The Land Company is the grantee under two chains of title. The first emanated from James Evans (Sr.), who owned the tract in 1889. In that year, Evans and wife granted to Samuel Ferguson a tract of 329 acres subject to the following reservations: “But the parties of the first part hereby reserve out of the boundary of the said 329 acres of land the surface right to two acres of land at the mouth of the Tomahawk branch, and also another certain tract or parcel of land in the boundary of the said 329 acres of land bounded and described as follows:' * * * containing forty acres.” The forty acres so reserved embrace the five acre parcel in controversy. The Land Company claims the mineral of the forty acres as a remote grantee of Ferguson, and contends that only the surface of the forty acres was reserved by Evans. In furtherance of that contention there is evidence that the two acres of surface are Within the forty-acre tract. We do not see how that fact aids construction. The two acre reservation is seemingly void for want of description. Be that as it may, the deed dealt *57 with the two tracts as if separate. The word “also” in the reservation is clearly adverbial and not connective. The description of the two acres is completely separated from that of the forty acres. The natural import of the words — “also another certain tract or parcel of land”— signifies the entire body of the land. We see no reason for not giving to the words their usual meaning.

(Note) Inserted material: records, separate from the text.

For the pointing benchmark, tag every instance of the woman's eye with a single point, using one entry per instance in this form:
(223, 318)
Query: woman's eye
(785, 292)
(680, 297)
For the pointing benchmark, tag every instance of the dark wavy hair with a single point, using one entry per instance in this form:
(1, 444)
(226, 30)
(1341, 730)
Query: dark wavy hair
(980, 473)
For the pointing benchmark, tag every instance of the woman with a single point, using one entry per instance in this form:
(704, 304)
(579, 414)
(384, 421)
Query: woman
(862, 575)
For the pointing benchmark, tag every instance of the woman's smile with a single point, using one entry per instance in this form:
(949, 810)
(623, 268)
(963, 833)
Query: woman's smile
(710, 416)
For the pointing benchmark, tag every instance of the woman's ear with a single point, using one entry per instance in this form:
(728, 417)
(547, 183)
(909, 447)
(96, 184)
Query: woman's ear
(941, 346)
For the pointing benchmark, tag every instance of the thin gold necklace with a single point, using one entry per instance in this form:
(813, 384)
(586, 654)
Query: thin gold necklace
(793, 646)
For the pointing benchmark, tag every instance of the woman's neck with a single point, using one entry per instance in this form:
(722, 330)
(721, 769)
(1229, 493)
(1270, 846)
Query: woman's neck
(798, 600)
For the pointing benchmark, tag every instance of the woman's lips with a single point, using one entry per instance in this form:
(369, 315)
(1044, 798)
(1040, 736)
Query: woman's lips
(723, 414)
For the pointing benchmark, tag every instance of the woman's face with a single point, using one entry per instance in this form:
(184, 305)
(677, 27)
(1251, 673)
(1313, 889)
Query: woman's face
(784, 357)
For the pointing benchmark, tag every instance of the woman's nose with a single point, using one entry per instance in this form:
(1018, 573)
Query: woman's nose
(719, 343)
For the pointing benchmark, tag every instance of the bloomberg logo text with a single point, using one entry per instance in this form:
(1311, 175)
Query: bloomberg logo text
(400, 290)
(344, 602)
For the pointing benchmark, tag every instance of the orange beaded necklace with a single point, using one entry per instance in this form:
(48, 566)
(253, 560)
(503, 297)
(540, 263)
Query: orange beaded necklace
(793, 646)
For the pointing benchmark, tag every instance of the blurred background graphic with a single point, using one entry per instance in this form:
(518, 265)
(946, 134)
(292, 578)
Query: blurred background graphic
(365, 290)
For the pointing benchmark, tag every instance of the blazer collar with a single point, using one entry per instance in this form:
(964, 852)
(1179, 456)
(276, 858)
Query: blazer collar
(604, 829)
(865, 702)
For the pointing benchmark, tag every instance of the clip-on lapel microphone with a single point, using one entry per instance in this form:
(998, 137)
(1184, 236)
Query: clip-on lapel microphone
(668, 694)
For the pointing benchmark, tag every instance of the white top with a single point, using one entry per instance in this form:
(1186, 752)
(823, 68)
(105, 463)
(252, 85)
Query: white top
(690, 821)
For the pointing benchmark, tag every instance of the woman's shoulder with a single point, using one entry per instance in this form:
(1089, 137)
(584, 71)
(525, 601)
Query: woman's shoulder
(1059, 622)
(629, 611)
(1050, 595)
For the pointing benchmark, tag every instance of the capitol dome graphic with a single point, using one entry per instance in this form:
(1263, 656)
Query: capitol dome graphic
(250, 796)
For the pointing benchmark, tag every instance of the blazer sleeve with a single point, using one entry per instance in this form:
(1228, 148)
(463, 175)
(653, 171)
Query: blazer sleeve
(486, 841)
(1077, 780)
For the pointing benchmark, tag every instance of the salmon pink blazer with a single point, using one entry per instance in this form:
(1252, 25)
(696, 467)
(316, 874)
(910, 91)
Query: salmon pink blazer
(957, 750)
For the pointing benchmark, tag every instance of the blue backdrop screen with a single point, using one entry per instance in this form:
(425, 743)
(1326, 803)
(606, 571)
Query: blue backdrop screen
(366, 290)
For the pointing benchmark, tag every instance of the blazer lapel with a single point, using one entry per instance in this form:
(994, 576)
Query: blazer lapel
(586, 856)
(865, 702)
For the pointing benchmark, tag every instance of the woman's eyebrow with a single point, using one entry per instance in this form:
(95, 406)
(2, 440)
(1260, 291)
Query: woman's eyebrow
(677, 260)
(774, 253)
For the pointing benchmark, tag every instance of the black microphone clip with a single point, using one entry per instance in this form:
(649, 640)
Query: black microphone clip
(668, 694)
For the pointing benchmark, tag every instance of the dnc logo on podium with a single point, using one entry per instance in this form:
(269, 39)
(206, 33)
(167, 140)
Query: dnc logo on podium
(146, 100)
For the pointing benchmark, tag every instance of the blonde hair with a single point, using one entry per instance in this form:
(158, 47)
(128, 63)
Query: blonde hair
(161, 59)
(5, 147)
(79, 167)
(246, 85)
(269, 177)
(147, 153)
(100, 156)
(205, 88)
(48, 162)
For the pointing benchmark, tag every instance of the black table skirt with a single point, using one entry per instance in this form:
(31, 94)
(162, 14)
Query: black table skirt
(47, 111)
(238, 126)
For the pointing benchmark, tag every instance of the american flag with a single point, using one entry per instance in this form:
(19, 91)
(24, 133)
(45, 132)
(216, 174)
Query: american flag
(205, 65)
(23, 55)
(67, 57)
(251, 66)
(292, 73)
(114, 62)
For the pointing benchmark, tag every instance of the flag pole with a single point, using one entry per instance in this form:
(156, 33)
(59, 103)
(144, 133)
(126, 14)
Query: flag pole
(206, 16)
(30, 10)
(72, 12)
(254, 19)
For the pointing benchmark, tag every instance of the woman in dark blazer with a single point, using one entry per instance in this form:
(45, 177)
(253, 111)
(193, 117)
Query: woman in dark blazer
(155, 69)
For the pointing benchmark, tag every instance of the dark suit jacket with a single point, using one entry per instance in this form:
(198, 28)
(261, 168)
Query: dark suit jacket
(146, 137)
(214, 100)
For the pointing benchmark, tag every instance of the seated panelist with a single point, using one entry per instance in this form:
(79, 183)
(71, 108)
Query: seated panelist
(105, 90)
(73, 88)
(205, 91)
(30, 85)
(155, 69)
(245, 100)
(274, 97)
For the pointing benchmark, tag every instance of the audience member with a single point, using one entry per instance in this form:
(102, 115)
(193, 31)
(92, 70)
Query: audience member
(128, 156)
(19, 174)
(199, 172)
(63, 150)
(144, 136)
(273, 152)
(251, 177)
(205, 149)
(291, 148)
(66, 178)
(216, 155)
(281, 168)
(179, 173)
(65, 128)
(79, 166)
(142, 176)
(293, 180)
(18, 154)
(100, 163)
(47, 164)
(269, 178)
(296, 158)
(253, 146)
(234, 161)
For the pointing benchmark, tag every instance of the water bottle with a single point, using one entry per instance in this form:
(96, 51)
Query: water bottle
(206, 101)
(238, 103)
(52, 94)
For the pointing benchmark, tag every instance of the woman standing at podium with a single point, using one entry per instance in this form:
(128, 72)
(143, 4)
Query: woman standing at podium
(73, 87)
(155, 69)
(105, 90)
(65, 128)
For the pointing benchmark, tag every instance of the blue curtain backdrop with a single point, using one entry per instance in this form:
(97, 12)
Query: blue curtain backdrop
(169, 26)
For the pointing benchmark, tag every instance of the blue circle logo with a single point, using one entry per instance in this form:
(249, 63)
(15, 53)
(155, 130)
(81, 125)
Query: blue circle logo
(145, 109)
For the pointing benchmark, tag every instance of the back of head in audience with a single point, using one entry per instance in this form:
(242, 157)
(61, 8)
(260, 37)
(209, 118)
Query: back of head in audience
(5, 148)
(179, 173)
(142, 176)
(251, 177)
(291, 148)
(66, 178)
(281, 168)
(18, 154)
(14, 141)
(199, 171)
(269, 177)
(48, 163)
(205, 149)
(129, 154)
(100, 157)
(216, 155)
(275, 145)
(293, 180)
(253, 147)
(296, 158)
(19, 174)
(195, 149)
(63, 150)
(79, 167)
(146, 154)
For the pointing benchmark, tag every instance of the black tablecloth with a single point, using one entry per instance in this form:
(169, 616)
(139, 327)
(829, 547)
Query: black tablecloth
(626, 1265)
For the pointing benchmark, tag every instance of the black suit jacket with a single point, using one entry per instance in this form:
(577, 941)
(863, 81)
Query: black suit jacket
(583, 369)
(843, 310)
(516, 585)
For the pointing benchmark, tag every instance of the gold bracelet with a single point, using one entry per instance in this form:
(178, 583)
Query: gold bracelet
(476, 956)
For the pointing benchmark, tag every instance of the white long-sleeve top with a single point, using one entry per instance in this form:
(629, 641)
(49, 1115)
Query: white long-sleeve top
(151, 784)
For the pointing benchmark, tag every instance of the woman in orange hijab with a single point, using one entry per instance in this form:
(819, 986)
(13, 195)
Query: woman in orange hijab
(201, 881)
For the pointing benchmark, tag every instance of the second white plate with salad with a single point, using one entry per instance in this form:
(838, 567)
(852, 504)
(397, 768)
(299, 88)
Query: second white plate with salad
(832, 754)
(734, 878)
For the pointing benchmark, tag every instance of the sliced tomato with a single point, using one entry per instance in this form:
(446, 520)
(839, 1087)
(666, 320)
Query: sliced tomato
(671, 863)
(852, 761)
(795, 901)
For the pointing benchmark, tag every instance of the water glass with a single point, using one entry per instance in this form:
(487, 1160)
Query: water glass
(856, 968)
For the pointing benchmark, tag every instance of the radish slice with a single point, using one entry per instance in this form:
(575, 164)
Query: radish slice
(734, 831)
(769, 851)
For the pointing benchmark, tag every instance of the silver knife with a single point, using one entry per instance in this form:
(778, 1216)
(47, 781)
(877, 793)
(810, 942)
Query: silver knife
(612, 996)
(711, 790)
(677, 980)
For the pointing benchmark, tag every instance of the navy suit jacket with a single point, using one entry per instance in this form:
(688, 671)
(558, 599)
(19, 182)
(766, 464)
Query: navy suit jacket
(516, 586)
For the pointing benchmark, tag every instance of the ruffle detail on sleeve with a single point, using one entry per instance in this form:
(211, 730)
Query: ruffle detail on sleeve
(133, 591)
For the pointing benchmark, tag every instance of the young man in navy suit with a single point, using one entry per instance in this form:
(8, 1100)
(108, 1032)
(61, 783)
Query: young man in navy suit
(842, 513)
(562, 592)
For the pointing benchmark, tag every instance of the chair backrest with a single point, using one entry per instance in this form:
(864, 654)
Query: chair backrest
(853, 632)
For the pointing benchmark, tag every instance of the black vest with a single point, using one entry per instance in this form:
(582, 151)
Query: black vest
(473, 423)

The title of James Evans, Sr., to the forty-acre tract passed to Levi Evans in 1891. On September 16, 1897, Levi and wife made a general warranty deed to his brother James Evans, Jr., conveying the mineral on the tract of forty acres. On the same day, Levi and wife made a general warranty deed to his brother-in-law, Richard Gillman, granting “all that certain lot or parcel of land,” etc., containing five acres. The Land Company’s second claim is under James Evans, Jr. Griver claims under Gillman. The five acres described in the Gillman deed is within the forty acres described in the deed to James Evans, Jr. Both of these deeds were acknowledged before the same notary public on September 18, 1897, and both were filed for recordation in the office of the county clerk on September 20, 1897. The deed to James Evans, Jr., was recorded in Deed Book No. 3, at page 407, and the deed to Gillman was recorded in the same deed book at page 412. A witness who was deputy clerk when the deeds were recorded, testified that it was customary to record deeds in the order filed. That custom has little, if any, probative value in this instance. Suppose the two deeds were filed simultaneously. One would necessarily precede the other on the deed book; yet that precedence would have no significance. Moreover, the recording statutes are designed to protect one without notice of another’s right. We cannot assume that Levi intended to cozen either of his kinsmen. The relationship of the parties, in connection with the coincidence of the dates, acknowledgements and recordations of the two deeds, indicates prima facie that each grantee knew of the deed to the other.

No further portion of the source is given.